Saffron Currant Braid
Makes: 1 loaf
  • 1⁄4 cup (1⁄2 stick) unsalted butter, at room temperature, cut into 1⁄2-inch pieces, plus more for greasing the pan
  • 1⁄2 cup whole milk
  • 1⁄8 teaspoon saffron threads, crushed
  • 1 large egg
  • 2 cups bread flour (9 ounces) plus 2 tablespoons, if necessary,
  • 21⁄2 ounces (1⁄2 cup) dried currants
  • 1⁄4 cup granulated sugar
  • 11⁄2 teaspoons active dry yeast
  • 1⁄2 teaspoon kosher salt
to finish:
  • 1 large egg yolk
  • 2 teaspoons water
  • Pearl sugar, for sprinkling (optional)
  1. Lightly butter a large bowl.
  2. To prepare the dough, in a small saucepan, bring the milk and saffron just to a boil over medium heat. Watch closely to ensure that the milk doesn’t boil over. Pour the mixture into a 1-cup liquid measuring cup and top it off with enough water to bring the level back to 1 ⁄2 cup. Let it cool to 105°F to 110°F. (It should be warm to the touch but not too hot.) Add the whole egg and stir to combine.
  3. In the bowl of a stand mixer fitted with the paddle attachment, or in a large bowl with a wooden spoon, combine the flour, currants, sugar, yeast, and salt on low speed. Add the milk mixture and mix just until combined.
  4. Switch to the dough hook and knead the dough on low speed, about 3 minutes. Or, knead it by hand for about 6 minutes. Add the butter, a piece or two at a time. It may look like it’s not getting in there but don’t worry, it will; just keep adding and kneading. (You might have to stop the mixer and knead the butter in with your hands for a minute to get it started.) Once incorporated, increase the speed to medium and knead the dough for another few minutes until it is smooth and elastic. Or tip the dough onto a work surface and knead by hand until smooth. During this stage you can add a bit more flour if the dough is too wet, but don’t add more than 2 tablespoons. The dough should just pull away from the sides of the bowl.

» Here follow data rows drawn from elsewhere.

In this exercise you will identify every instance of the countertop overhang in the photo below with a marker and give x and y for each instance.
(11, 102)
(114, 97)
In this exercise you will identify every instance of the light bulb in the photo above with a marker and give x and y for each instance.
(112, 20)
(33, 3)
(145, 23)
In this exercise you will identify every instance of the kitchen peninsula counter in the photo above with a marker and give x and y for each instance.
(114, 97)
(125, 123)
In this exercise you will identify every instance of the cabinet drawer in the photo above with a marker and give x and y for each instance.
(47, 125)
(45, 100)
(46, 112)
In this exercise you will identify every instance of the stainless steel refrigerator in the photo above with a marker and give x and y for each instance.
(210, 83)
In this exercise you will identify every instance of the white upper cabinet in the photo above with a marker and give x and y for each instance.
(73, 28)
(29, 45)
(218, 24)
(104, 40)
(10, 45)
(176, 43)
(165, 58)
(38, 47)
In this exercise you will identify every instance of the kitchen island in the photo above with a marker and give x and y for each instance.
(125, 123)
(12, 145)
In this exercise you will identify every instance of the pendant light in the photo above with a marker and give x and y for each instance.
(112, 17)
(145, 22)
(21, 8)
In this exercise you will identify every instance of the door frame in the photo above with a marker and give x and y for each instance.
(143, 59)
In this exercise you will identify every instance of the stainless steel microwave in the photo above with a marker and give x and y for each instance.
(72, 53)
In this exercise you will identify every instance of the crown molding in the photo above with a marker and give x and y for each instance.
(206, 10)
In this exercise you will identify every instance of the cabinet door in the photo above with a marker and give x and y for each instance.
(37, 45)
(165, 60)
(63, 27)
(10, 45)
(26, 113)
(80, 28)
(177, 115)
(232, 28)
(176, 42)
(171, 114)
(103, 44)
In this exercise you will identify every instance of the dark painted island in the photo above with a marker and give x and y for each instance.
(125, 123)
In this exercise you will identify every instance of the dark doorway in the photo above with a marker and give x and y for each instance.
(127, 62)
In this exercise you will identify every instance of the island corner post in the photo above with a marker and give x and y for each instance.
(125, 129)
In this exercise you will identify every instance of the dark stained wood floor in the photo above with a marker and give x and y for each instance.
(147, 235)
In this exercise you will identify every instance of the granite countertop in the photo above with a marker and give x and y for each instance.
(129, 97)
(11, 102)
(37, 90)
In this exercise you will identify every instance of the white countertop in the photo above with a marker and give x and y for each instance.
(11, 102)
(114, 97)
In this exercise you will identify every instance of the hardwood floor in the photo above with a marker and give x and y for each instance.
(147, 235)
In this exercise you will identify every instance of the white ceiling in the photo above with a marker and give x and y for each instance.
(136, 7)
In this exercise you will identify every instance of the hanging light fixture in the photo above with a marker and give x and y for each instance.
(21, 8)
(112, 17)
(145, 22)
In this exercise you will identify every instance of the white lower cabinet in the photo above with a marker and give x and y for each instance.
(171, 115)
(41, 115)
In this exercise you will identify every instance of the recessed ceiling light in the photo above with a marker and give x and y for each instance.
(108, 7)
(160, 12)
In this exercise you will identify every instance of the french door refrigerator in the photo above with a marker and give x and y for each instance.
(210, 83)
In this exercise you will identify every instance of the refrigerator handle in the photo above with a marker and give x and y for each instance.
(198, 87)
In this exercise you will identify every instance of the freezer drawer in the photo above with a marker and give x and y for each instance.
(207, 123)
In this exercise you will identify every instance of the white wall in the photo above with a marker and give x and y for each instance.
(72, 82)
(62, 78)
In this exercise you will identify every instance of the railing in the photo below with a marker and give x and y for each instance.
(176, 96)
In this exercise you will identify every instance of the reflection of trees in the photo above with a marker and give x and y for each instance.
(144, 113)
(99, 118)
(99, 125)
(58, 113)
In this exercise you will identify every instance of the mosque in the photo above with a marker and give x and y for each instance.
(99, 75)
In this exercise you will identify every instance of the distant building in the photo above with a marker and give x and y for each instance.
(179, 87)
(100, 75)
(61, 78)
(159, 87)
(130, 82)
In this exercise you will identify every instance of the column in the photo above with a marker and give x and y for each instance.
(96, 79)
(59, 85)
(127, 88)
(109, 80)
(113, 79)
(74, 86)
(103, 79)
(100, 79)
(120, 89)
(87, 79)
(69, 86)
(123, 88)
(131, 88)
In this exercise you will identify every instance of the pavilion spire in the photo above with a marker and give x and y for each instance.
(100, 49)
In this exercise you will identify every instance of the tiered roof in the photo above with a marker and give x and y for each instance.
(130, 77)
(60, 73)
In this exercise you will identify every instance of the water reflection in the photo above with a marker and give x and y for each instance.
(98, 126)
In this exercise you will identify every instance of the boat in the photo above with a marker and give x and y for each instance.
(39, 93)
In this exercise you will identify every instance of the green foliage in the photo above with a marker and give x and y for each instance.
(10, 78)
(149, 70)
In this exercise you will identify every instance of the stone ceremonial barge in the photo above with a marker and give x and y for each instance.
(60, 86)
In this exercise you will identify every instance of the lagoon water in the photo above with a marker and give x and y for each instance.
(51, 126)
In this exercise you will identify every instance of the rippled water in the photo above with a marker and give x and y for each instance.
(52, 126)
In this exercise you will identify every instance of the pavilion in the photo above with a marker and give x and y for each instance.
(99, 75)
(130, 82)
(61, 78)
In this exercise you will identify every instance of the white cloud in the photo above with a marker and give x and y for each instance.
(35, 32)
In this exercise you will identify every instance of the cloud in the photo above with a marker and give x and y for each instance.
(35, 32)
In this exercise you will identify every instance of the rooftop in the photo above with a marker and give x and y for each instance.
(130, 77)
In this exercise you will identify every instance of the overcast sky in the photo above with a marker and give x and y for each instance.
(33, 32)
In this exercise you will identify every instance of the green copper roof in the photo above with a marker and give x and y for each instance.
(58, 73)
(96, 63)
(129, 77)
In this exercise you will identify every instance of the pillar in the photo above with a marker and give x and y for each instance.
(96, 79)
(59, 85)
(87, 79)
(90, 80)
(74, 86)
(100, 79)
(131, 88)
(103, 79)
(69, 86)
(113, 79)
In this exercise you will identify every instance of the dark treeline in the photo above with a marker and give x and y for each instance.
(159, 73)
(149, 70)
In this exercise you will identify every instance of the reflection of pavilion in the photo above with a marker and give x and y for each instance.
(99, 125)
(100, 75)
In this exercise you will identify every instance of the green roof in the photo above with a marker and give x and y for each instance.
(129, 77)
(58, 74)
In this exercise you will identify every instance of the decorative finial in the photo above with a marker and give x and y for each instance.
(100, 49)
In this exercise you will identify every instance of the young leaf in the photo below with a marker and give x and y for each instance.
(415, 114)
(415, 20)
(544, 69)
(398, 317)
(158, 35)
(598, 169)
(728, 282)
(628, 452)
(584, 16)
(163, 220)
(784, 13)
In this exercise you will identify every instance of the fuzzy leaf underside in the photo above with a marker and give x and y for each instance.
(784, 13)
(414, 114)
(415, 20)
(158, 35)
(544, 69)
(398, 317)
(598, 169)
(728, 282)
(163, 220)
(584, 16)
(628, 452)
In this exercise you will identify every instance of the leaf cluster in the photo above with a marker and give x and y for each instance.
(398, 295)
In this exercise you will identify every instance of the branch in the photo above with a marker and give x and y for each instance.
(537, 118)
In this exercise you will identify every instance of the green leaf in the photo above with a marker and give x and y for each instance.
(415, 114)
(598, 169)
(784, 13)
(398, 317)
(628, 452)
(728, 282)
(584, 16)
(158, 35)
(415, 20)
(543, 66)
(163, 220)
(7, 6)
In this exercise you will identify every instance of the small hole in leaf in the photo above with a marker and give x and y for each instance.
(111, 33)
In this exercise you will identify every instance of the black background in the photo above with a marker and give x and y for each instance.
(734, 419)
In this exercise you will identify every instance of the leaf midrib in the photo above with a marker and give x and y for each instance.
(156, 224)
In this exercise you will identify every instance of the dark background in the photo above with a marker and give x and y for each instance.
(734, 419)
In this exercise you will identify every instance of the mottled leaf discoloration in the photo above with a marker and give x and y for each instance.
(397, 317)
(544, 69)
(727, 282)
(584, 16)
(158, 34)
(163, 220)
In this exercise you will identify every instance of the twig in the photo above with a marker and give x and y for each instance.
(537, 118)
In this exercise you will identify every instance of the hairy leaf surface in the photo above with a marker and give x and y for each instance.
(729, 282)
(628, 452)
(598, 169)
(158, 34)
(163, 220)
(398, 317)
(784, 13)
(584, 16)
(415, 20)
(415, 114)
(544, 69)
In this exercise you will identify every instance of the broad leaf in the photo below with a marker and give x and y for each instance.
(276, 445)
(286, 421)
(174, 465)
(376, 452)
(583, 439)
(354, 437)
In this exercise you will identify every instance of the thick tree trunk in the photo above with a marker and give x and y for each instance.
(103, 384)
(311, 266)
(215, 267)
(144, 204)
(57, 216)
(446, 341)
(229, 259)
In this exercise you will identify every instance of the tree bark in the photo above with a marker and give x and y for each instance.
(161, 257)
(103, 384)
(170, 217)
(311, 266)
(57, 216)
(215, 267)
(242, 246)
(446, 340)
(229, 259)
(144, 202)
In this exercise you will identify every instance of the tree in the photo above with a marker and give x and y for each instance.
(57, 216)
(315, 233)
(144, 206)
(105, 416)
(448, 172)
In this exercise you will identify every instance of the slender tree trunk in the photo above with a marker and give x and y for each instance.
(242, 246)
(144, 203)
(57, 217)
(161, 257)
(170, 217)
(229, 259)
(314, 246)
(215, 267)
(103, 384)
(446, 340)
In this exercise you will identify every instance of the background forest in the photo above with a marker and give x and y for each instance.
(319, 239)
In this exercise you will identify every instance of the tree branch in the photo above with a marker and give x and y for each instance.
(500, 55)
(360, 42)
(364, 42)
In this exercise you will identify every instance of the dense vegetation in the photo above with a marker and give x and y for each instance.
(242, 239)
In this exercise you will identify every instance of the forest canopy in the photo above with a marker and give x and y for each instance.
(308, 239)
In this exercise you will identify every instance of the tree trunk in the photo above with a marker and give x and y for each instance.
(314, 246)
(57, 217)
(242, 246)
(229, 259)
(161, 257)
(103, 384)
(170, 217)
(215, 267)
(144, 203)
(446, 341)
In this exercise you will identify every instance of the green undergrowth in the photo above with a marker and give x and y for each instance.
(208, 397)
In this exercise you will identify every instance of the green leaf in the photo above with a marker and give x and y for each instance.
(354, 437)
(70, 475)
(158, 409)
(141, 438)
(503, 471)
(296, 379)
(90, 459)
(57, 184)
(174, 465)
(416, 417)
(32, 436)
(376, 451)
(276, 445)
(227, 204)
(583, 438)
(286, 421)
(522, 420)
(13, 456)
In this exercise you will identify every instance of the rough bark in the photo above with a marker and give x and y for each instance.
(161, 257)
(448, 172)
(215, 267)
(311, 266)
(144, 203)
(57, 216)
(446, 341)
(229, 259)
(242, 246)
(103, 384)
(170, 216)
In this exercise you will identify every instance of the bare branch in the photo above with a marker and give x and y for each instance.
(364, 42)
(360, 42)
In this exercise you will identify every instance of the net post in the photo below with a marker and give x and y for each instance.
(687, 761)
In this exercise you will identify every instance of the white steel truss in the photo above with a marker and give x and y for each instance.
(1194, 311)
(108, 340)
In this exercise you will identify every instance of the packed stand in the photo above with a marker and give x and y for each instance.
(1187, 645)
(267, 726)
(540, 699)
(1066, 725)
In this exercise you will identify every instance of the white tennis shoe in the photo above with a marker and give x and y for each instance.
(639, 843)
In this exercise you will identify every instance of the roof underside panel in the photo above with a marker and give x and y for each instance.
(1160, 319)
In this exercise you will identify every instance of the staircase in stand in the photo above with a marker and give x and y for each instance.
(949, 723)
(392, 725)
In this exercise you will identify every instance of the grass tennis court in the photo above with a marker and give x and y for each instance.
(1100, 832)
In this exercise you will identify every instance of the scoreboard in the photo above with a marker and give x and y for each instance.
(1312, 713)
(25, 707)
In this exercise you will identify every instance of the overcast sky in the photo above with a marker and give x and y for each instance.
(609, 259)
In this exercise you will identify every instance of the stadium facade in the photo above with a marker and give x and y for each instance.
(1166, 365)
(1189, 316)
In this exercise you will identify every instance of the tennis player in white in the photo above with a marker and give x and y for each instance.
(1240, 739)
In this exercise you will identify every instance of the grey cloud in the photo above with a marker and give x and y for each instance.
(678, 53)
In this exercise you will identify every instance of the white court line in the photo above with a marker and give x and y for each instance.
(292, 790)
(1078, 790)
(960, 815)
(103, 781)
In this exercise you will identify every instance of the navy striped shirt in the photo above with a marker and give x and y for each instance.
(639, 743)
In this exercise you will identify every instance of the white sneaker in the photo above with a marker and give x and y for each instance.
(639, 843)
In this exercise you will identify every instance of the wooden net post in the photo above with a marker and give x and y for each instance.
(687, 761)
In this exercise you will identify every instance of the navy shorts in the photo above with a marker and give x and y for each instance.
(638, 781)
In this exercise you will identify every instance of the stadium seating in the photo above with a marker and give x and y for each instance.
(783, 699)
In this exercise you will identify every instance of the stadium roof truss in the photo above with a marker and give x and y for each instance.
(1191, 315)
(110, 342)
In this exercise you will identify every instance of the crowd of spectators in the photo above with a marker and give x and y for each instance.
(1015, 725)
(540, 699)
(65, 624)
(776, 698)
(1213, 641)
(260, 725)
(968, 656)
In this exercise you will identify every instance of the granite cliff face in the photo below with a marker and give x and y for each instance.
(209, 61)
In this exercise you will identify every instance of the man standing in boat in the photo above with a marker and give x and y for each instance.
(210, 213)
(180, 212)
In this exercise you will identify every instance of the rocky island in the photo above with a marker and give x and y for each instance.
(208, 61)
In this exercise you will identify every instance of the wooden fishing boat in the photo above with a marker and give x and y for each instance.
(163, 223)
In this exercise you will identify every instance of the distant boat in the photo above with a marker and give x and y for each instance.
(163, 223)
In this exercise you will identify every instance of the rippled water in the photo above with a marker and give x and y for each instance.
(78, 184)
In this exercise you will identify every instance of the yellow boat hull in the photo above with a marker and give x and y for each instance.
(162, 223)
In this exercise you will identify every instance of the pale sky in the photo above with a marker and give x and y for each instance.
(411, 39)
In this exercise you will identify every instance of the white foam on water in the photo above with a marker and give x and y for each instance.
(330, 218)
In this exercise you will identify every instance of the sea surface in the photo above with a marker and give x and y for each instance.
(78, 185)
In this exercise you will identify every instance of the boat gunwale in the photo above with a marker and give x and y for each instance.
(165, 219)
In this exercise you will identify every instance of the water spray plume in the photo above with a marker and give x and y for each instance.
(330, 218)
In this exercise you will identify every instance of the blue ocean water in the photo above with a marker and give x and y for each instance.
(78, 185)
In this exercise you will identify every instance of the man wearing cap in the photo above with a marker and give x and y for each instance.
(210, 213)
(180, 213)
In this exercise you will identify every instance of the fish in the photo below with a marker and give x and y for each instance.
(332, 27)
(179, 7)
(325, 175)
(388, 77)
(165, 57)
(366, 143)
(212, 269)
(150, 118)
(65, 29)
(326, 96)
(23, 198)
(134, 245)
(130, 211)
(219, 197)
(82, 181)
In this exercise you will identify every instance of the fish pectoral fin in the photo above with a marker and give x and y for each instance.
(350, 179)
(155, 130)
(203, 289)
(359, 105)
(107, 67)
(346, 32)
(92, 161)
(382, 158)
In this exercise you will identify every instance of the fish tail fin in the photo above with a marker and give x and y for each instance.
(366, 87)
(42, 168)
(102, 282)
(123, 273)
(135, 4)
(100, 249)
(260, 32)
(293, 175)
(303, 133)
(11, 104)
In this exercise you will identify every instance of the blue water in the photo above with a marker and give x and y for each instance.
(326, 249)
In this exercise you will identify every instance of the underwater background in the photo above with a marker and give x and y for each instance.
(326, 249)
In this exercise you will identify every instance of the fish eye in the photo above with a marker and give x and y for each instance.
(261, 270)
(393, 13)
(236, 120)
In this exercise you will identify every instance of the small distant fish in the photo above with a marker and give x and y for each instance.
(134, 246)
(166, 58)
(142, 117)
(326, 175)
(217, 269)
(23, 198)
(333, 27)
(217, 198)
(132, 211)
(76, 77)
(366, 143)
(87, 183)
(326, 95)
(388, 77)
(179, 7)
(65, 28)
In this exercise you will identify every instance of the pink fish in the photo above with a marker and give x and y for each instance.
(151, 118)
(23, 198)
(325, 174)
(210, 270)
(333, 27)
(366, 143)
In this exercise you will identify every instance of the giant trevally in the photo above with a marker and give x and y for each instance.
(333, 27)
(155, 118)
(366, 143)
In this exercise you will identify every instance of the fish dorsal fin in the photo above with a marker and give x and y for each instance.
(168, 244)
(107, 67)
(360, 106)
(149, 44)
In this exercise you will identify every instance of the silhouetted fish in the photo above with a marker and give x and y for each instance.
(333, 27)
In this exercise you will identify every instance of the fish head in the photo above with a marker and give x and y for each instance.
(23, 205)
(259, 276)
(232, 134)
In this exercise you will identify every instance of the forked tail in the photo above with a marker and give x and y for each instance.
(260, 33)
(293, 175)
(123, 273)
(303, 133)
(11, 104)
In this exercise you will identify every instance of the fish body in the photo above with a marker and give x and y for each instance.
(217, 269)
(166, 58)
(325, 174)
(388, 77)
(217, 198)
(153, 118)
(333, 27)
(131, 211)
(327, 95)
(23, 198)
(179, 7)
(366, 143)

  5. Put the dough in the prepared buttered bowl, fold it in on itself at 12, 3, 6, and 9 o’clock, flip it over, cover it with plastic wrap, and set aside in a warm, draft-free place to double in size. This could take 30 minutes or 2 hours, depending on how warm your house is. It’s best to just keep an eye on it and watch the dough rather than the clock.
  6. Tip the dough out onto a work surface. You shouldn’t need flour at this point. Gently press out the air and fold the dough in on itself at 12, 3, 6, and 9 o’clock. Turn it over and pop it back in the buttered bowl for another rise.
  7. Butter a 41 ⁄2 by 81 ⁄2-inch loaf pan.
  8. Once the dough has almost doubled again, tip it onto a work surface. Divide the dough into 3 equal pieces. Stretch and roll each piece into an even 10-inch rope. Pinch the ropes together at one end, braid them tightly, and pinch them at the ends to seal. Place the braid in the prepared loaf pan. Cover it lightly with plastic wrap.
  9. Meanwhile, preheat the oven to 375°F.
  10. In a small bowl, make an egg wash by whisking the egg yolk with the water, and gently brush over the top of the loaf. Sprinkle the top with pearl sugar. Bake until deep golden brown and set, 24 to 28 minutes. Tent the bread with aluminum foil if it is getting too dark. Let cool in the pan on a rack for 20 minutes, then tip the loaf out of the pan and turn right-side-up to cool completely.
  11. Store the bread, well wrapped, at room temperature for up to 3 days or frozen for up to a month.